Samsung has rejected a deal from the Indonesian government to build a mobile phone factory in Indonesia according to several sources. The reports cited Industrial Minister MS Hidayat and a director general at the ministry who conceded to the decision by Samsung. Indonesia now needs to look very closely into its policies and practices to rethink its position and approach in foreign cooperation ahead of the ASEAN economic plans for 2015.
Back in September 2012, Dow Jones reported that Samsung and the Indonesian government had begun to explore the possibility of building a mobile phone factory in the country. The Indonesian government had been working to expand domestic production of consumer electronic goods beyond white goods and home appliances but apparently is facing difficulties to convince foreign partners.
More sticks, fewer carrots
According to Investor Daily, Minister MS Hidayat said, “Samsung has chosen Vietnam and China as the basis for its production”. Agus Tjahajana, director general of International Industrial Cooperation said, “I don’t know why Samsung chose Vietnam, but I suspect it’s similar to the reason why BlackBerry chose Malaysia”.
Samsung’s mobile phone business in Indonesia is worth USD 1.2 billion in 2012 according to IndoTelko and will have easily exceeded that by the end of this year given the popularity of its various Galaxy-branded devices. That value represents over 25 percent of all mobile phone imports into Indonesia which is estimated at USD 4.5 billion.
At the end of 2012, the Ministry of Trade had issued a new, tighter import regulation for mobile phones and tablets which according to Trade Minister Gita Wirjawan, aims “to uphold the health, safety, and security of the environment and the industrialization of mobile phones and computers in the future”.
The seven points introduced in the new regulation had reportedly been causing some difficulties for mobile device companies causing many delays and canceled certain product launches throughout 2013. Some may have considered the regulation as a stick to discourage imports and persuade companies to build factories in the country but it hasn’t worked that well. It seems that other factors are playing much stronger roles to convince companies otherwise.
Setback affects Indonesia more so than Samsung
Samsung’s rejection is a setback for both the company as well as the Indonesian government but especially the nation as this means that the burgeoning Indonesian market will remain as it is, a market, not a major player in the rapidly growing industry. Being shunned by BlackBerry in favor of Malaysia for its factory may be one thing as the company was already on a rapid downward spiral, but being denied by what is currently the biggest consumer electronics company in the world, is a major blow.
Samsung’s choice to increase its investment in Vietnam instead of Indonesia means the company will continue to face the increasingly rigid Indonesian import regulations for mobile phones, but for the government, it also serves as a point for reflection.
Slow progress with Foxconn
The government is also in the middle of a similar negotiation with Foxconn. While Foxconn reportedly had gone a little bit further than Samsung by signing a memorandum of understanding with Indonesian mobile industry giant Erajaya to build a factory for Erajaya’s own brand of mobile devices, discussions have been slow.
The reported Foxconn deal had been in the works for at least a couple of years now, perhaps even longer and stage one of the multiyear plan was supposed to have been launched at the end of 2012. Four quarters later, progress has crawled and Foxconn is no closer today than it was back in May of this year.

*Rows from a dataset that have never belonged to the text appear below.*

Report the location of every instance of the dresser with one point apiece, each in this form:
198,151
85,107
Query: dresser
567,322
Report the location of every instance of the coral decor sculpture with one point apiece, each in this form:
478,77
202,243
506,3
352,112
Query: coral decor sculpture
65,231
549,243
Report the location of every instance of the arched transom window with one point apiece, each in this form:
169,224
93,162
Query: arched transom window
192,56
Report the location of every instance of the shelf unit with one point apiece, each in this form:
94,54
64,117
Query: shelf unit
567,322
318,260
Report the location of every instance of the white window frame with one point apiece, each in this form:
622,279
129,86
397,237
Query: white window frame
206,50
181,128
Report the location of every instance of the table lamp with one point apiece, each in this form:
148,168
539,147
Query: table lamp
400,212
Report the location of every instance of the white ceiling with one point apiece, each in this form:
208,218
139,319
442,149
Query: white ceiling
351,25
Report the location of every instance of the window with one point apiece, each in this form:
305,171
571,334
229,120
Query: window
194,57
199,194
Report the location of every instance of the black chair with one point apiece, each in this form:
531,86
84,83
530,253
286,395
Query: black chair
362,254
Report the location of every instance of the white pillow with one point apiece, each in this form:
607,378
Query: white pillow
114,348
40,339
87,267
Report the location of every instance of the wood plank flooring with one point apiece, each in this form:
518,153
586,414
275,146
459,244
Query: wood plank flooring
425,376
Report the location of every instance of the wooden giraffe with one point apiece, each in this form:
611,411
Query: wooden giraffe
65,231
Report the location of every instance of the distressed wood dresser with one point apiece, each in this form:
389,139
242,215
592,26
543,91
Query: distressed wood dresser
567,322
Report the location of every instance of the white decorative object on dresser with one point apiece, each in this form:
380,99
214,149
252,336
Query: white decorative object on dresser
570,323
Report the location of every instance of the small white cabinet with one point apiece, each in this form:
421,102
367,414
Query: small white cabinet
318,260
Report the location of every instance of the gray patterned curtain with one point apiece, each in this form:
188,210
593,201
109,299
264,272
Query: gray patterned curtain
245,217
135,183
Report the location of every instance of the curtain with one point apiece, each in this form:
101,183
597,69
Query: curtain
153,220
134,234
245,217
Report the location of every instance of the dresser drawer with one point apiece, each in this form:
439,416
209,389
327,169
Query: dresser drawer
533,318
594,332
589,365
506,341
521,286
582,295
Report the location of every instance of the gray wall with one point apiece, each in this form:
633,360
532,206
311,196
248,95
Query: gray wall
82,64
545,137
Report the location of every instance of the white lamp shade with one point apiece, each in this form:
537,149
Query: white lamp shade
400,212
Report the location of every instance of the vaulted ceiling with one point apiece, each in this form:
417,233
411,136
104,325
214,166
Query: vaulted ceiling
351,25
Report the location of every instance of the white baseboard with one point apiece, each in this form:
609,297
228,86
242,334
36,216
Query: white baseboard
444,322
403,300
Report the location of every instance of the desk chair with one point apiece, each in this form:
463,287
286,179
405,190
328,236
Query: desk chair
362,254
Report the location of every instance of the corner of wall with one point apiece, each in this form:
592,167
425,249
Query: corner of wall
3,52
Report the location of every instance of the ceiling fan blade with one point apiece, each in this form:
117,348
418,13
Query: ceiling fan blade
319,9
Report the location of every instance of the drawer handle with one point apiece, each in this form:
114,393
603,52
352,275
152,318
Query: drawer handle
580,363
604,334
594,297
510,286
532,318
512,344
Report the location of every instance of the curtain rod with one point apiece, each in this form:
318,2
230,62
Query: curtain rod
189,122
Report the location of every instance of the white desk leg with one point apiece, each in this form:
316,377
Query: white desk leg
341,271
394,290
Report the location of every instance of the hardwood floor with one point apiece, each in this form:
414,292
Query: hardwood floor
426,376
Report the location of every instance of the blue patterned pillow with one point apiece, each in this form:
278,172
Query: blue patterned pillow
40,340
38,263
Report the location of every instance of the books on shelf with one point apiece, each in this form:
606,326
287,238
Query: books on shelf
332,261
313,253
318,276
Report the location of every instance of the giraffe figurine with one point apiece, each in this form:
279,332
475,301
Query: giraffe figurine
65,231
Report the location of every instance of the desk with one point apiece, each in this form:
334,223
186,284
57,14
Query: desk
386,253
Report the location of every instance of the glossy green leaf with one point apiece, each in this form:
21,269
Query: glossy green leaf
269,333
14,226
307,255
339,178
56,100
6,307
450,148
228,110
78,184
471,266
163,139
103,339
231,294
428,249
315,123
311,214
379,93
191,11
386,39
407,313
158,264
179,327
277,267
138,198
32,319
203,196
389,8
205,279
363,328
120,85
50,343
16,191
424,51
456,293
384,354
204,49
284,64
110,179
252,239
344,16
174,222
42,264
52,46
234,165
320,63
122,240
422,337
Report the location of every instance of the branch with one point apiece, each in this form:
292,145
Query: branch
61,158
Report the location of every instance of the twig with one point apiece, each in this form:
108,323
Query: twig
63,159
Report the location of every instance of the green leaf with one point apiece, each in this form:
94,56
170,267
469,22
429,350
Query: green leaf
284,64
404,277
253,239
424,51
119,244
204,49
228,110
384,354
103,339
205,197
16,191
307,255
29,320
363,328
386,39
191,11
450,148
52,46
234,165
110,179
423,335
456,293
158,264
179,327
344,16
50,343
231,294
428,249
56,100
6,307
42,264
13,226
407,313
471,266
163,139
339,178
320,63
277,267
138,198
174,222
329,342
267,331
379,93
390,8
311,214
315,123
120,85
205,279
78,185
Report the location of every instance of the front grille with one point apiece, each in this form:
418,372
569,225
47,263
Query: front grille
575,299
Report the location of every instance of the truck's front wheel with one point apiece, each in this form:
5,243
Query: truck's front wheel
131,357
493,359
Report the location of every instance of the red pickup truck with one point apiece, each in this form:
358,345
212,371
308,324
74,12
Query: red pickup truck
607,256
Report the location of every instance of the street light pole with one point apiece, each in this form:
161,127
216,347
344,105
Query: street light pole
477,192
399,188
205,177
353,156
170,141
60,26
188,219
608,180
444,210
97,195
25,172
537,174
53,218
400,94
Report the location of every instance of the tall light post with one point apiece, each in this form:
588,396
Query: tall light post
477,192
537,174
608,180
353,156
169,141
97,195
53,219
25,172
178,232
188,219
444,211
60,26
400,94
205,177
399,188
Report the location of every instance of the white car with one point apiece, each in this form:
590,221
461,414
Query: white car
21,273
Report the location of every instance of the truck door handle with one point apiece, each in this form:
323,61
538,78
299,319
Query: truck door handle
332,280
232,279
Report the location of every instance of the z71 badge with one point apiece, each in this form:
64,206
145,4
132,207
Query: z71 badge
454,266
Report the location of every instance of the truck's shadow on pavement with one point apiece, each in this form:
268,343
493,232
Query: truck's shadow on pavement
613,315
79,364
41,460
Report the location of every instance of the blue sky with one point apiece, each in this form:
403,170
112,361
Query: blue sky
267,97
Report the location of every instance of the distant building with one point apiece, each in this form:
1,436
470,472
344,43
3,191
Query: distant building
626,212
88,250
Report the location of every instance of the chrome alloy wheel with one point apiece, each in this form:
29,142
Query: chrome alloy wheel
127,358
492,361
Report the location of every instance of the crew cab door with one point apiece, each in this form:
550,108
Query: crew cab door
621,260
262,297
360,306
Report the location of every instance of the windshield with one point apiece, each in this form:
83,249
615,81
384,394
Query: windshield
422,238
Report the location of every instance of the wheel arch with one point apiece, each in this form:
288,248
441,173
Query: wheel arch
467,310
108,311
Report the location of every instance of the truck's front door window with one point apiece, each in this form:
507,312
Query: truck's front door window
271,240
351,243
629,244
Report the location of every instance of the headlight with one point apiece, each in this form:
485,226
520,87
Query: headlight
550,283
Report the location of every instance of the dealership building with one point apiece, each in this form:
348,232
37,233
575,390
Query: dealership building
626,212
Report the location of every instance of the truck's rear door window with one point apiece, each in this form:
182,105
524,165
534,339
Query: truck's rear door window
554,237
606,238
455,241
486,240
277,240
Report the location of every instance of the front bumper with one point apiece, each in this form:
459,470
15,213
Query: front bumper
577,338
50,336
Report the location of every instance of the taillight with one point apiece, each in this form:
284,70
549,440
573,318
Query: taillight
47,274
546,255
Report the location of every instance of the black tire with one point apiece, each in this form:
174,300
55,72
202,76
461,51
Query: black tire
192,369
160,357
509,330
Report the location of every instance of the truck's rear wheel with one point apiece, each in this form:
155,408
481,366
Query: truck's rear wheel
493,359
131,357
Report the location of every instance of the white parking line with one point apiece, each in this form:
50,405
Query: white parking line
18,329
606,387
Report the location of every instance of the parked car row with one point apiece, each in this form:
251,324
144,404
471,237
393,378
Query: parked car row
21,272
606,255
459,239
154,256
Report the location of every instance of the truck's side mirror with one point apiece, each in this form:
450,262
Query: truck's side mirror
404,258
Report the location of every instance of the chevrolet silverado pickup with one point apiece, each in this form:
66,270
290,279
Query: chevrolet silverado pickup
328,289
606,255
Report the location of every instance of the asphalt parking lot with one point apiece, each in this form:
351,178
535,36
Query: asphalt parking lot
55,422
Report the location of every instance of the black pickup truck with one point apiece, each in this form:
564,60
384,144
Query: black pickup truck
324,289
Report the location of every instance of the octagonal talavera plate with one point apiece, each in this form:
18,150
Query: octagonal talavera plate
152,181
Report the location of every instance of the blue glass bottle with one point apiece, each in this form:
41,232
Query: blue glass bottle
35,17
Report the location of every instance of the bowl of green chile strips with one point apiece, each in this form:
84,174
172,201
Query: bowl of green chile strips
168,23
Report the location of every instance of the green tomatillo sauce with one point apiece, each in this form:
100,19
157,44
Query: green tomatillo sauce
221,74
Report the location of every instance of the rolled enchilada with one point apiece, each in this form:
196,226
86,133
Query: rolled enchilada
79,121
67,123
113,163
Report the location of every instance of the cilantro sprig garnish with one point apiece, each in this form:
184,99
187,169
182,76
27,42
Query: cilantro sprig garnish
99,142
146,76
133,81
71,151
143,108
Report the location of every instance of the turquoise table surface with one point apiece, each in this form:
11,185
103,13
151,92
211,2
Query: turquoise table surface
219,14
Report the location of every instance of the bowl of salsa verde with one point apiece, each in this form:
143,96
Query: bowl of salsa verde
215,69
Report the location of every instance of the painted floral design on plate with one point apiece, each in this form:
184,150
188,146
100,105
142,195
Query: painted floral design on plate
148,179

Reform for 2015 is badly needed
With the ASEAN Economic Community set to arrive in 2015, Indonesia’s increasingly tight industrial and manufacturing regulations will place the country in a major disadvantage if it fails to deliver an attractive investment opportunity. The ASEAN goal for 2015 is to have freedom of movement for all manners of labor, capital, and resources across the entire region, allowing companies to treat the region under one common set of regulations and policies rather than separately according to each country.
Indonesia needs to present itself not only as a competitive and attractive nation for foreign and even local investments but it also needs to show and prove that the country is a safe and friendly environment for businesses and their workers. It is up to the government, both current as well as the upcoming one which will be in place following 2014′s parliamentary and presidential elections, to introduce a far more hospitable environment for investors, companies, and consumers alike.